Vi sono dei limiti per la società in "house" (quelle gestite dai “comuni” direttamente) per le assunzioni, per l’acquisto dei beni e altre previsioni vincolanti di pubblicità dell’operato che mirano a non rendere conveniente questa forma di esercizio dell’attività dei servizi pubblici locali

Articolo 8, distinzione tra le funzioni di regolazione e funzione di gestione

  • In quest'articolo si cerca di erigere una barriera insormontabile tra chi ha funzione di responsabilità nell'ente territoriale locale e chi dovrà gestire la "ex municipalizzata". il controllo si estenderà fino a coniuge, parenti e affini fino al 4° grado.

Spostando ora la nostra attenzione sugli aspetti economici emerge un quadro interessante, a nostro giudizio frutto di ardito progetto ma difficilmente accettabile dagli operatori privati. Integrando quanto previsto all'articolo 3 punto 4 comma c) in ordine alla modalità di liquidazione del socio privato alla cessazione della gestione emerge la ratio del provvedimento, sebbene non esplicitamente enunciata. Il rendimento dovrà essere capitalizzato e il privato vedrà la parte preponderante della propria remunerazione " all'uscita" dall'affidamento e non nel durante. Si sposterebbe il cash flow al termine del periodo. Così facendo si dovrebbe innestare una logica di selezione operatori " robusti finanziariamente" e non massimamente efficienti, forse creando un vulnus nella coerenza della ratio della nuova norma.

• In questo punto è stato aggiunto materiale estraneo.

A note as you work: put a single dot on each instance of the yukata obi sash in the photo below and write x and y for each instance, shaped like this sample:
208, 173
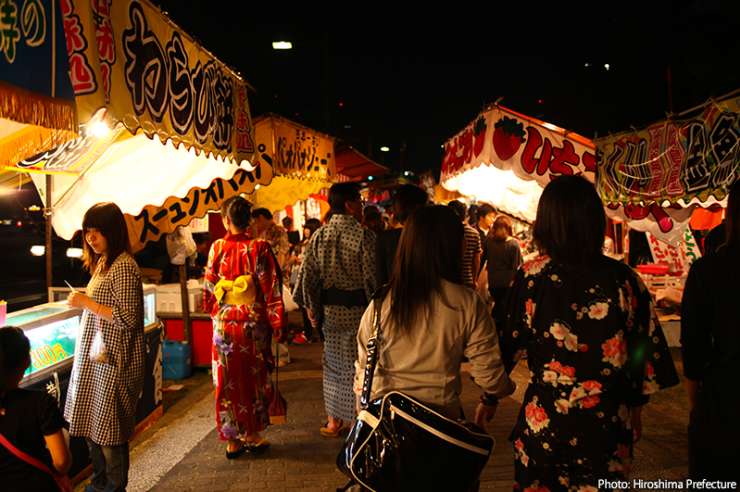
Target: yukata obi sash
240, 291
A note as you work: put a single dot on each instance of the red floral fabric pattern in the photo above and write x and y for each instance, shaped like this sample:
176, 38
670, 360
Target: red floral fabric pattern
595, 350
242, 334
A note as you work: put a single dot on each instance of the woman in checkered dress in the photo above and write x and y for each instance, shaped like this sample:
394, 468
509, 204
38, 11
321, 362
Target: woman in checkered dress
107, 378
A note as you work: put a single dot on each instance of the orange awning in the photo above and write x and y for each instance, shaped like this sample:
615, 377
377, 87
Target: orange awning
356, 165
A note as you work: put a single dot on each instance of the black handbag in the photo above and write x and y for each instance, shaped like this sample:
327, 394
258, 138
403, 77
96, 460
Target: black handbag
400, 443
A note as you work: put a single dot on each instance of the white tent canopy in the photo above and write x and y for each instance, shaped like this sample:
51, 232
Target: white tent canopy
133, 171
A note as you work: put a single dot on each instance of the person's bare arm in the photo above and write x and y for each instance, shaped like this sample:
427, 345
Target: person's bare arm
60, 455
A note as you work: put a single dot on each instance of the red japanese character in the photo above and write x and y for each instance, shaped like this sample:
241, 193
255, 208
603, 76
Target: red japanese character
563, 159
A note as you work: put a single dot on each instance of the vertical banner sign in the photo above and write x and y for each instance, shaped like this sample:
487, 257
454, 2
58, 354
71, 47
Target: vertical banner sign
294, 150
652, 174
678, 258
125, 56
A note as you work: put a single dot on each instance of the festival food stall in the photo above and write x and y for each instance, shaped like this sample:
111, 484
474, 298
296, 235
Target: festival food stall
663, 178
505, 158
166, 135
37, 109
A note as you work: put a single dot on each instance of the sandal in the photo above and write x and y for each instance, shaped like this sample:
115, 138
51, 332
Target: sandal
327, 431
258, 446
232, 455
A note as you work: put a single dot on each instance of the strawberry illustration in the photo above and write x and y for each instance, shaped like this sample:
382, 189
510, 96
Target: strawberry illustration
479, 130
508, 136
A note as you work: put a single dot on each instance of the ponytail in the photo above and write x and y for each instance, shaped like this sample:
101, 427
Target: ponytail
15, 355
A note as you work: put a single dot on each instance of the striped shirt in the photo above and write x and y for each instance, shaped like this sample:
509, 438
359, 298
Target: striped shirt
472, 247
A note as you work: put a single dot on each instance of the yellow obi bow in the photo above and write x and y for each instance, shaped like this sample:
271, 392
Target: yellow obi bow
239, 291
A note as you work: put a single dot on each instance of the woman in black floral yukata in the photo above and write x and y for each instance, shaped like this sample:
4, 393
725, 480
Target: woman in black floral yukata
593, 345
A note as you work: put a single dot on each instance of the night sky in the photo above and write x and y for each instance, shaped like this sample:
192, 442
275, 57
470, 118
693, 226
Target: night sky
411, 80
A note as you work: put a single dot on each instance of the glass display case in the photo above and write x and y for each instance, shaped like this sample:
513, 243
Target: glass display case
52, 330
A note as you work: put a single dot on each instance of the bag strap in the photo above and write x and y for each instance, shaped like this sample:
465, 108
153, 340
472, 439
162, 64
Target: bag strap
373, 349
23, 456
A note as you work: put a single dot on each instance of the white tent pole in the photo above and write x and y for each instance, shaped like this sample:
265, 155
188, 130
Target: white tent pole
48, 216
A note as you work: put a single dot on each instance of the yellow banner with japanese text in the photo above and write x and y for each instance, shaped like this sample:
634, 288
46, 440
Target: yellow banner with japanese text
294, 150
130, 59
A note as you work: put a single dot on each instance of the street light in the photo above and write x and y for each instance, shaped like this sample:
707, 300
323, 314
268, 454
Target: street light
282, 45
74, 253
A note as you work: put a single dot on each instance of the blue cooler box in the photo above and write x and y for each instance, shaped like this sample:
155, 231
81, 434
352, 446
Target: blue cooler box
176, 360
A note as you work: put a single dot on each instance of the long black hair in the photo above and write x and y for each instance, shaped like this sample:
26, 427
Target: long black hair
238, 212
108, 219
570, 221
14, 354
430, 250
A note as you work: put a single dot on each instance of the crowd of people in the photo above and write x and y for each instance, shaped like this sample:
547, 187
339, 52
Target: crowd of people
585, 323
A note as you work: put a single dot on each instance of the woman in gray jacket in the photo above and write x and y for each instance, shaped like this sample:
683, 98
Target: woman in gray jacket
431, 321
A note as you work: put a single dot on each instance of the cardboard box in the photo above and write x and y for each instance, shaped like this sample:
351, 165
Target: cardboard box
169, 299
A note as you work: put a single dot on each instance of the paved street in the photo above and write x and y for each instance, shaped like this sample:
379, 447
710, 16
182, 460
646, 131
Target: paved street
182, 451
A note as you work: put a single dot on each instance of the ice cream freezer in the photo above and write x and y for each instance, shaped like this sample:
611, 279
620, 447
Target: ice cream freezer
53, 330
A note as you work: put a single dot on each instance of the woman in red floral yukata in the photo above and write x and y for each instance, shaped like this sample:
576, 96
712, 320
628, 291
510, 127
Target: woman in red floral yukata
593, 345
243, 293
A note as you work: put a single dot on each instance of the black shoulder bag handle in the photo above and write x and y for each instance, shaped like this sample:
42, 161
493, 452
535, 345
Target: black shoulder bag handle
373, 348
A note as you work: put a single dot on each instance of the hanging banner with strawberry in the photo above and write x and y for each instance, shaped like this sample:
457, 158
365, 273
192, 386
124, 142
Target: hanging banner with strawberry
655, 177
506, 158
532, 149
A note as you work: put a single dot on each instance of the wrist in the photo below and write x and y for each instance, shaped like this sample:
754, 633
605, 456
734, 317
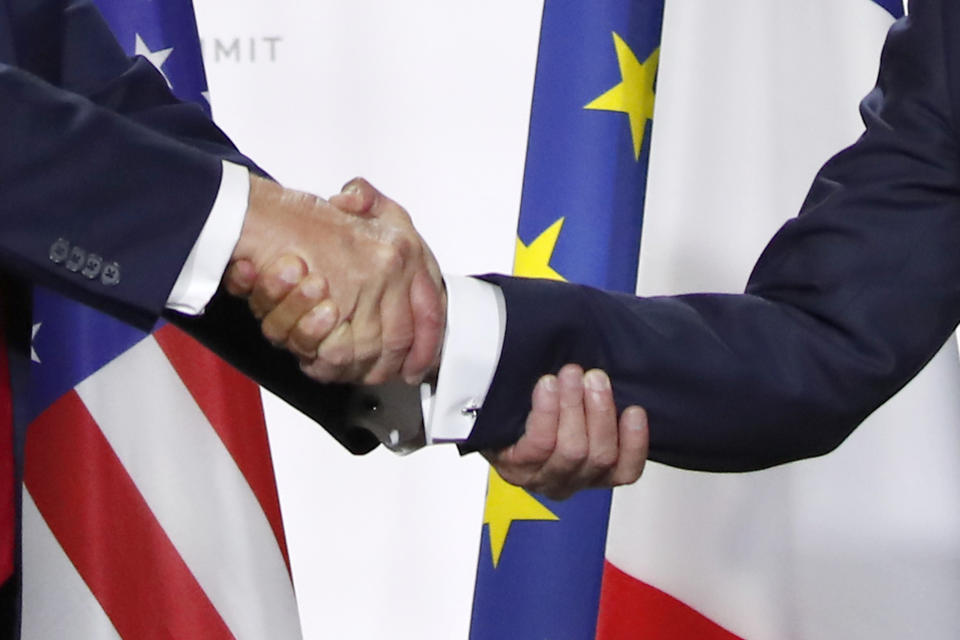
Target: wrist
264, 194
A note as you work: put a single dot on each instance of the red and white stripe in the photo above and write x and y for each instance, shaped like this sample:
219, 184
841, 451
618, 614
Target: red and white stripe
153, 479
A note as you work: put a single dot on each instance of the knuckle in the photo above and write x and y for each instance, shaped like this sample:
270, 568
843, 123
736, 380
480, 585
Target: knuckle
388, 257
397, 343
572, 454
605, 459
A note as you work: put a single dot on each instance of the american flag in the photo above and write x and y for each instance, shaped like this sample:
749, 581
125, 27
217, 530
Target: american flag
150, 508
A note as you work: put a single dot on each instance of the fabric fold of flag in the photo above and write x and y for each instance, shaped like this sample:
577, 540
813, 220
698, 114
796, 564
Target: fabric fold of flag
150, 508
541, 561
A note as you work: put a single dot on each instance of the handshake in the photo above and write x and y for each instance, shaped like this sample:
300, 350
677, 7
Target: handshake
350, 288
347, 286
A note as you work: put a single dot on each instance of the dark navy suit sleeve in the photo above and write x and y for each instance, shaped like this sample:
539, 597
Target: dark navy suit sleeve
847, 303
97, 152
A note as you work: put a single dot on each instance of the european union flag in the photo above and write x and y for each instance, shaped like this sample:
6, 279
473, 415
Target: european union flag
541, 561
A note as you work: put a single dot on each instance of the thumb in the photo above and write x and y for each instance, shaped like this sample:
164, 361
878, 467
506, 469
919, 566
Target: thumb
358, 197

Nello specifico tale remunerazione dovrà trovare origine nella previsione che il valore che il gestore precedente dovrà percepire alla fine del servizio di gestione (in sostanza quando scadrà la sua concessione vinta nel bando di gara precedente) sarà pari al “valore contabile originario non ancora ammortizzato”. Non avendo però fissato nelle disposizioni normative l'ammontare dell'ammortamento annuo è facile prevedere l'utilizzo scriteriato di percentuali d'ammortamento da prefisso telefonico, del tutto scollegate dalla funzione e informazione economica garantita dal codice civile, con tutte le problematiche del caso.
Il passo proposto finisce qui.